Dans leur article récent, l'équipe de recherche d'Amsterdam-Nijmegen dirigée par le professeur Wybren Jan Buma de la photonique moléculaire présente une approche réussie pour déterminer la géométrie moléculaire précise des organocatalyseurs – dans leur état natif ainsi que pendant l'activité catalytique, lors de la liaison d'un réactif.
Ils ont étudié le mode d'action du «catalyseur de Takemoto» comme exemple d'une classe d'organocatalyseurs qui fonctionnent de manière enzymatique, en s'appuyant sur plusieurs liaisons hydrogène pour lier les réactifs dans une conformation fixe. L'obtention d'informations précises et fiables sur la structure du catalyseur et les interactions inter et intramoléculaires pertinentes est cruciale pour la conception rationnelle de nouveaux organocatalyseurs plus efficaces.

Des résultats plus difficiles et meilleurs
La méthode présentée par BUMA et ses collègues s'appuie sur la spectroscopie infrarouge à l'aide du laser Felix Free-Electron de l'Institut HFML-Felix, exploité par le NWO Dutch Research Council.
L'obtention d'empreintes digitales infrarouges d'intermédiaires impliquées dans les réactions catalytiques a été possible auparavant, mais uniquement pour les espèces ioniques qui sont beaucoup plus faciles à manipuler et à manipuler. Des études sur les réactions impliquant des espèces neutres sont restées à la portée.
Les expériences ont été réalisées en fusionnant un faisceau moléculaire de catalyseur et de réactif avec la lumière laser infrarouge de Felix, qui donne accès à une large gamme spectrale (de 650 à 3500 cm-1). Les principales caractéristiques vibratoires des empreintes digitales du catalyseur lui-même se trouvent dans cette gamme, ainsi que des modes vibrationnels qui sont sensibles aux interactions subtiles avec le réactif de nitrooléfine.

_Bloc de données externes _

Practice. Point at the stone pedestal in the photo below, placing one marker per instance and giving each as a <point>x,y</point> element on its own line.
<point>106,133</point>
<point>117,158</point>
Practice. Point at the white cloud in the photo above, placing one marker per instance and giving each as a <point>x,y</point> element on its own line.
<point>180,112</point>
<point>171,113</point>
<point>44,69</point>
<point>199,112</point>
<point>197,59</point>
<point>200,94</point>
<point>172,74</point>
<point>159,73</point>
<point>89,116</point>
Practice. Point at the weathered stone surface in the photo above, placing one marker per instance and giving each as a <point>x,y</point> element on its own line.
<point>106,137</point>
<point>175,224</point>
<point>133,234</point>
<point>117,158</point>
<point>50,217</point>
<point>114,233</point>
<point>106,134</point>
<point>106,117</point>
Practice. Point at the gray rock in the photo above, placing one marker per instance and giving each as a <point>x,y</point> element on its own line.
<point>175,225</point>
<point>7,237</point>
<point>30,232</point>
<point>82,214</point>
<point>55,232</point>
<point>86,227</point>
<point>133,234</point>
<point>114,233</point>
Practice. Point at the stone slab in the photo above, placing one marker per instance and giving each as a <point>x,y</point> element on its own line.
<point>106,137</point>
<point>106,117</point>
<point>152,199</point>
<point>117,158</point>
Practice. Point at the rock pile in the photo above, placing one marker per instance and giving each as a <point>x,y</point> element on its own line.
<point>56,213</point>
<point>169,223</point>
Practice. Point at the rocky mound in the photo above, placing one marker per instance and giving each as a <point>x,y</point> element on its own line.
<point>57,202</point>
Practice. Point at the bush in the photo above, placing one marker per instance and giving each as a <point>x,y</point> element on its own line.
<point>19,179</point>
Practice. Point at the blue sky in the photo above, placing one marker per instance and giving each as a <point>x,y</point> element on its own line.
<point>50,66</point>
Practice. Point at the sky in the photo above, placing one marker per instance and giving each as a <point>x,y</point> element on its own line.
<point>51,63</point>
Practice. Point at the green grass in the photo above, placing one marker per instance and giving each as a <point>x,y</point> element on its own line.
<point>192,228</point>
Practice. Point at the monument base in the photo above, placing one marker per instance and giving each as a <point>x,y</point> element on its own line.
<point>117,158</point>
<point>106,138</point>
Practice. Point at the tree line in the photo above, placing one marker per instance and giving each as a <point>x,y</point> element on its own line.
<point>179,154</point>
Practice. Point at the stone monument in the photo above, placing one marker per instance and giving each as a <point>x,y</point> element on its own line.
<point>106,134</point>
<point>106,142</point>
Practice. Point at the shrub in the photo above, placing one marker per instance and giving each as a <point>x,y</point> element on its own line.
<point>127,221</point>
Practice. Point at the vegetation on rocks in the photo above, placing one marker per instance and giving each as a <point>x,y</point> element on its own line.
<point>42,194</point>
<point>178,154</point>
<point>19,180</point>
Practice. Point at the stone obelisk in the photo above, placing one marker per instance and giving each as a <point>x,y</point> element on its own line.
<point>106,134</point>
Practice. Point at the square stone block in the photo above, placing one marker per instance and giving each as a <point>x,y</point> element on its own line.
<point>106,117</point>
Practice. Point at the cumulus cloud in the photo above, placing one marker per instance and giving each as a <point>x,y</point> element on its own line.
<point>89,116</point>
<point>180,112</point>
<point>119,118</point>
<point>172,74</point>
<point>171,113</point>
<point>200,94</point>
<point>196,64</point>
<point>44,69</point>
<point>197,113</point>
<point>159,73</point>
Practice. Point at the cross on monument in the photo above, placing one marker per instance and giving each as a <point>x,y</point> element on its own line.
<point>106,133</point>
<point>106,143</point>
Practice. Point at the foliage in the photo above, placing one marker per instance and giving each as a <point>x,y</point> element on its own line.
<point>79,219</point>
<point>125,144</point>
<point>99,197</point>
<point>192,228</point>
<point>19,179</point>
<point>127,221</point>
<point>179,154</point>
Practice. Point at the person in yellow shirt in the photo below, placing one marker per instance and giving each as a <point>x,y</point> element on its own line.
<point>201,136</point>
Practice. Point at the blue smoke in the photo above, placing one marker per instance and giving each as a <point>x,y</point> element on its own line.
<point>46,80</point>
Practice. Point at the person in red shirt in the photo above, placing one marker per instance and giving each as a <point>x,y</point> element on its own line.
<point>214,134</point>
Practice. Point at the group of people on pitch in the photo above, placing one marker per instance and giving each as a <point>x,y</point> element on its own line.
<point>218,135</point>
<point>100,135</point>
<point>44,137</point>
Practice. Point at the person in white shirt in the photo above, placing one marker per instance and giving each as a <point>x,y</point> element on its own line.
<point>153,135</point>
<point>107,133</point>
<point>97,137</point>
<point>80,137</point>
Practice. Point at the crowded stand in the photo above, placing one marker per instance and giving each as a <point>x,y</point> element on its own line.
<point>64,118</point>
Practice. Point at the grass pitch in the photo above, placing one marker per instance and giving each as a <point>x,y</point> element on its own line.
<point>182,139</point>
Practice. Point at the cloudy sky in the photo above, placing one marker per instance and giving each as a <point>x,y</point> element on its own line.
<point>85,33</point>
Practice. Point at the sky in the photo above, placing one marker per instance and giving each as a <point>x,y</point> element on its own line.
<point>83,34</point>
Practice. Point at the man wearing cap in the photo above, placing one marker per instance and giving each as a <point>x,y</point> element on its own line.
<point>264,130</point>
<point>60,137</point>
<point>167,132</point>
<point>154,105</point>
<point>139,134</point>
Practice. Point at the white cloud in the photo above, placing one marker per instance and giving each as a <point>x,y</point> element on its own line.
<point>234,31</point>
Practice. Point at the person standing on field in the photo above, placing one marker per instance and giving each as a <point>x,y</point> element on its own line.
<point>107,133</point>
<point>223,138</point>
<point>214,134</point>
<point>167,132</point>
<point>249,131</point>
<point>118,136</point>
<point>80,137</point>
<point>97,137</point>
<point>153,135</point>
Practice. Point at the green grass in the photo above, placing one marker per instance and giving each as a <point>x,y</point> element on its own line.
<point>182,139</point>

Les chercheurs ont combiné les empreintes digitales IR détaillées (de structure, d'interactions intra et intermoléculaires et de formation de liaisons hydrogène) avec des calculs chimiques quantiques pour arriver à une caractérisation sans équivoque du catalyseur et du complexe de catalyseur-réactant, dans des détails sans précédent.

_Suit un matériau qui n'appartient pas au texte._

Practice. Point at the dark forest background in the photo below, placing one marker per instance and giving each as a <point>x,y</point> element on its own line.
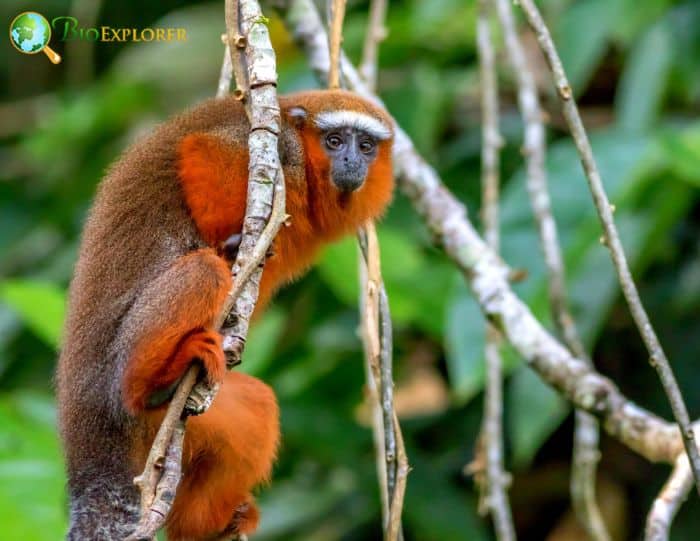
<point>636,69</point>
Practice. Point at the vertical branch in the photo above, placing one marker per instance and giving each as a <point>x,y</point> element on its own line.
<point>377,339</point>
<point>369,315</point>
<point>586,432</point>
<point>235,46</point>
<point>226,73</point>
<point>376,32</point>
<point>612,239</point>
<point>669,500</point>
<point>496,479</point>
<point>336,37</point>
<point>246,28</point>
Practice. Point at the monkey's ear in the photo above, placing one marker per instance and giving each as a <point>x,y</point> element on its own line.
<point>297,116</point>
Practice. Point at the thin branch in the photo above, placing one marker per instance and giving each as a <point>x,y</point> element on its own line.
<point>496,479</point>
<point>226,74</point>
<point>377,341</point>
<point>639,429</point>
<point>669,500</point>
<point>612,240</point>
<point>264,216</point>
<point>336,38</point>
<point>235,46</point>
<point>586,436</point>
<point>376,32</point>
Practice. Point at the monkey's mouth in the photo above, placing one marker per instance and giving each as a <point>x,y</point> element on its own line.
<point>347,181</point>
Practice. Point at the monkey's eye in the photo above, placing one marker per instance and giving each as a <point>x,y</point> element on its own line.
<point>334,141</point>
<point>366,146</point>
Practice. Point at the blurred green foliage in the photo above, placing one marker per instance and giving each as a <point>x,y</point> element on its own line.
<point>636,72</point>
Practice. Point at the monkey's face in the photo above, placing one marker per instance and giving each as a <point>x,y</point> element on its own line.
<point>350,152</point>
<point>348,141</point>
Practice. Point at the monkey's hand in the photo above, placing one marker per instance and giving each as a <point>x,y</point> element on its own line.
<point>171,327</point>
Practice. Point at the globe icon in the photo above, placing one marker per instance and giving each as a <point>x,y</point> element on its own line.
<point>30,33</point>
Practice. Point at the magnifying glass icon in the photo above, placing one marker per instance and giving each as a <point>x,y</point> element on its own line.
<point>30,33</point>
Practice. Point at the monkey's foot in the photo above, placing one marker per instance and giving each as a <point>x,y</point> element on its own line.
<point>244,520</point>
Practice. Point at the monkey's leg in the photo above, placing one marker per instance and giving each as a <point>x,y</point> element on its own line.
<point>228,450</point>
<point>171,325</point>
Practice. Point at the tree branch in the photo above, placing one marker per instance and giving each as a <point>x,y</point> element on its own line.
<point>612,240</point>
<point>586,432</point>
<point>262,221</point>
<point>496,481</point>
<point>639,429</point>
<point>669,500</point>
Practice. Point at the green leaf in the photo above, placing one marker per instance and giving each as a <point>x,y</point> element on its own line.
<point>261,342</point>
<point>535,411</point>
<point>32,497</point>
<point>644,79</point>
<point>40,305</point>
<point>582,36</point>
<point>681,153</point>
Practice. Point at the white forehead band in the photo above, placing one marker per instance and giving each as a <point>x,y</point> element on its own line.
<point>360,121</point>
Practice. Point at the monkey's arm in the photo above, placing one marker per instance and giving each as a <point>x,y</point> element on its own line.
<point>171,325</point>
<point>213,172</point>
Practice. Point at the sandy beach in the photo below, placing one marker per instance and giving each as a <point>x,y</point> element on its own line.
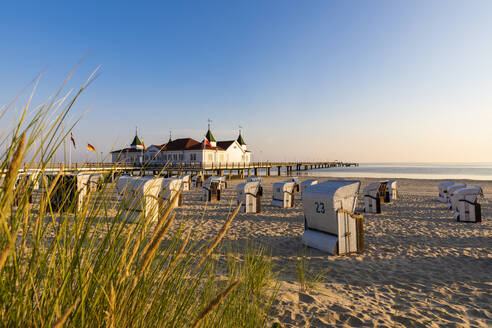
<point>420,268</point>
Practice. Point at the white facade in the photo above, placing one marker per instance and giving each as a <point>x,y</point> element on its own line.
<point>186,150</point>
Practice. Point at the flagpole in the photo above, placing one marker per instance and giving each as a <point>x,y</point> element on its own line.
<point>70,154</point>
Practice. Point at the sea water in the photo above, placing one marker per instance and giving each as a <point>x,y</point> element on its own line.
<point>473,171</point>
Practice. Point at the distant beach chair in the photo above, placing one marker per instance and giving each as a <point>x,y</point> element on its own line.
<point>372,201</point>
<point>23,186</point>
<point>186,181</point>
<point>86,182</point>
<point>169,189</point>
<point>329,222</point>
<point>249,194</point>
<point>254,178</point>
<point>383,192</point>
<point>223,181</point>
<point>211,189</point>
<point>197,181</point>
<point>450,195</point>
<point>139,195</point>
<point>392,190</point>
<point>467,207</point>
<point>283,194</point>
<point>307,183</point>
<point>443,191</point>
<point>297,183</point>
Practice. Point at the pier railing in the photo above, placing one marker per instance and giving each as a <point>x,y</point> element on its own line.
<point>183,166</point>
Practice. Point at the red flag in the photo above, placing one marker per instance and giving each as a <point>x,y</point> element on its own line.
<point>72,140</point>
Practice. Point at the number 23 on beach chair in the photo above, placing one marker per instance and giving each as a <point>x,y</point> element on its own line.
<point>329,222</point>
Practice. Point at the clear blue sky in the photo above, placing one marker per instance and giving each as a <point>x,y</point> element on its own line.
<point>347,80</point>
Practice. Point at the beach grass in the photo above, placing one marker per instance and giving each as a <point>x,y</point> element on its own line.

«Geler» l'intermédiaire réactif
Il est important de réaliser que dans le complexe de réact de catalyseur, le catalyseur doit adopter une structure complètement différente de celle du catalyseur isolé a une énergie beaucoup plus élevée. Les conditions de taux de collision élevées pendant l'expansion du faisceau moléculaire, cependant, nous permettent de « geler » l'intermédiaire réactif qui précède finalement le résultat final de la réaction. En tant que tel, la recherche a permis d'élucider le mode d'action du catalyseur.

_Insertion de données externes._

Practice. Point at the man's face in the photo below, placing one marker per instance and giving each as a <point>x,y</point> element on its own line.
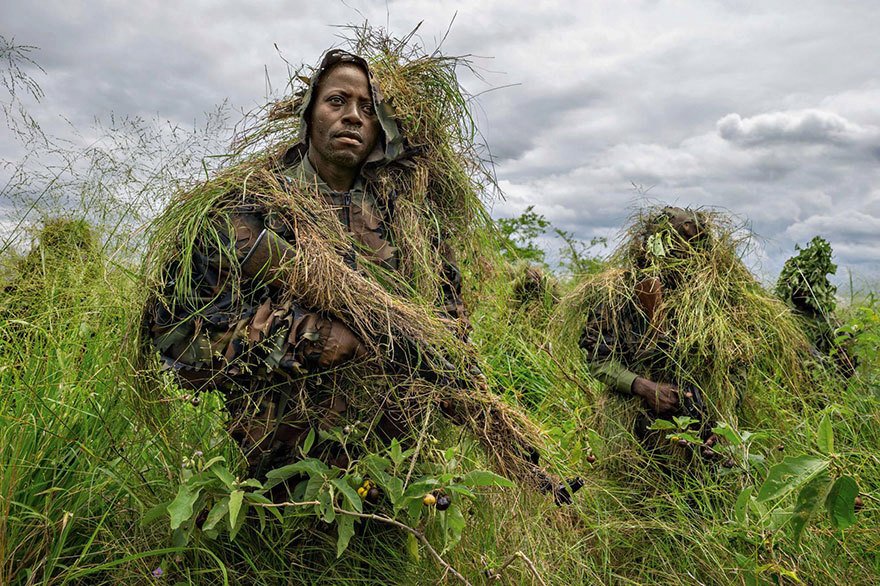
<point>343,128</point>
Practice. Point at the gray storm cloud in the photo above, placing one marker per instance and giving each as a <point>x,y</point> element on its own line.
<point>765,109</point>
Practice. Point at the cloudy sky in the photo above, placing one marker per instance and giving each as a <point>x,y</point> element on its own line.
<point>767,109</point>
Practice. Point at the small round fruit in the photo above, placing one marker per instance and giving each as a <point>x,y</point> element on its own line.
<point>443,502</point>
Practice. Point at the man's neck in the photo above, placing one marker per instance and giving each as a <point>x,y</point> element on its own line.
<point>336,179</point>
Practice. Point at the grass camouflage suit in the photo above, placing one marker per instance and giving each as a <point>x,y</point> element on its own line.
<point>236,328</point>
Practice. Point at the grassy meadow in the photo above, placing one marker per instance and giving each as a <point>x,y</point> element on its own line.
<point>112,474</point>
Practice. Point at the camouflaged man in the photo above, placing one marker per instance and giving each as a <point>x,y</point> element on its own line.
<point>626,341</point>
<point>240,332</point>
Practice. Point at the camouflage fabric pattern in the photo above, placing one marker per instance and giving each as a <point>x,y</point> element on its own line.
<point>237,332</point>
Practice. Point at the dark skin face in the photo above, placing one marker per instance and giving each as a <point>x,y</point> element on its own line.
<point>343,127</point>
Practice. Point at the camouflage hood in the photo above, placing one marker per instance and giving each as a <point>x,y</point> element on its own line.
<point>390,146</point>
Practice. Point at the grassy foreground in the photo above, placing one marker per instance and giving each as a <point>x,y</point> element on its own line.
<point>81,470</point>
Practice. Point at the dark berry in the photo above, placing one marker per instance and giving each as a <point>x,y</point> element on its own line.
<point>443,502</point>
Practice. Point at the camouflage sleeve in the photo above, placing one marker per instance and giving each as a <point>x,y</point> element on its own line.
<point>601,348</point>
<point>231,322</point>
<point>450,290</point>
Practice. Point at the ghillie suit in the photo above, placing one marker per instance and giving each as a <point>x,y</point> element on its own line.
<point>313,309</point>
<point>678,306</point>
<point>533,288</point>
<point>804,286</point>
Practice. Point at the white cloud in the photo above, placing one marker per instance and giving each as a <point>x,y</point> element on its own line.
<point>767,109</point>
<point>805,126</point>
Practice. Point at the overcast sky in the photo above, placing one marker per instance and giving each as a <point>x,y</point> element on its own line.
<point>768,109</point>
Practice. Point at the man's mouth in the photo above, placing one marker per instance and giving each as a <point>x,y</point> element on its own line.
<point>348,134</point>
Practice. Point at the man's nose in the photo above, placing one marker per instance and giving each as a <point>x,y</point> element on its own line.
<point>353,114</point>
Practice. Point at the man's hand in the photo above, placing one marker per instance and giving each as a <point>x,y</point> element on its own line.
<point>659,397</point>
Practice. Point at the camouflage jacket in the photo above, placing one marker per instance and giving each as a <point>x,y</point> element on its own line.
<point>232,329</point>
<point>619,342</point>
<point>233,333</point>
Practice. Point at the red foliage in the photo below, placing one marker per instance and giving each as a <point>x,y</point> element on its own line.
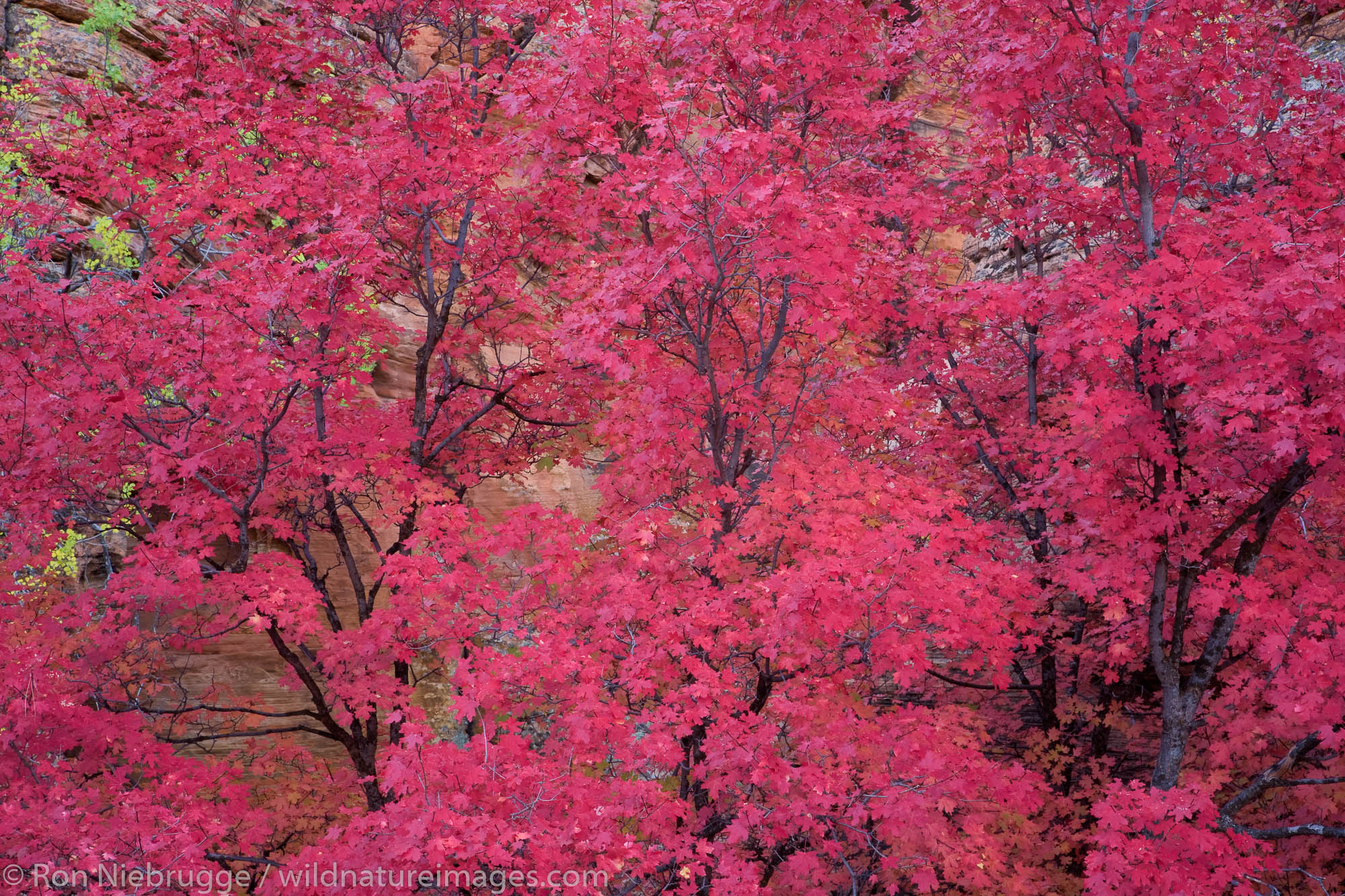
<point>1015,585</point>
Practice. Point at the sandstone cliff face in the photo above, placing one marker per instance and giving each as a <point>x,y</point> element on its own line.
<point>60,33</point>
<point>57,41</point>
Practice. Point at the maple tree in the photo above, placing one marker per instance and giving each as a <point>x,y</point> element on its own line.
<point>1019,584</point>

Les présents résultats sont très prometteurs car ils apportent d'autres capacités à portée de main – par exemple, des études similaires sur les intermédiaires réactifs des réactions catalytiques impliquant plus d'un seul réactif. En outre, la méthodologie présentée est largement applicable, innovant ainsi de nouveaux terrains pour des études similaires sur un large éventail d'autres réactions catalo-catalysées par les organes et les métallos pertinents dont les intermédiaires réactifs sont restés jusqu'à présent insaisissables.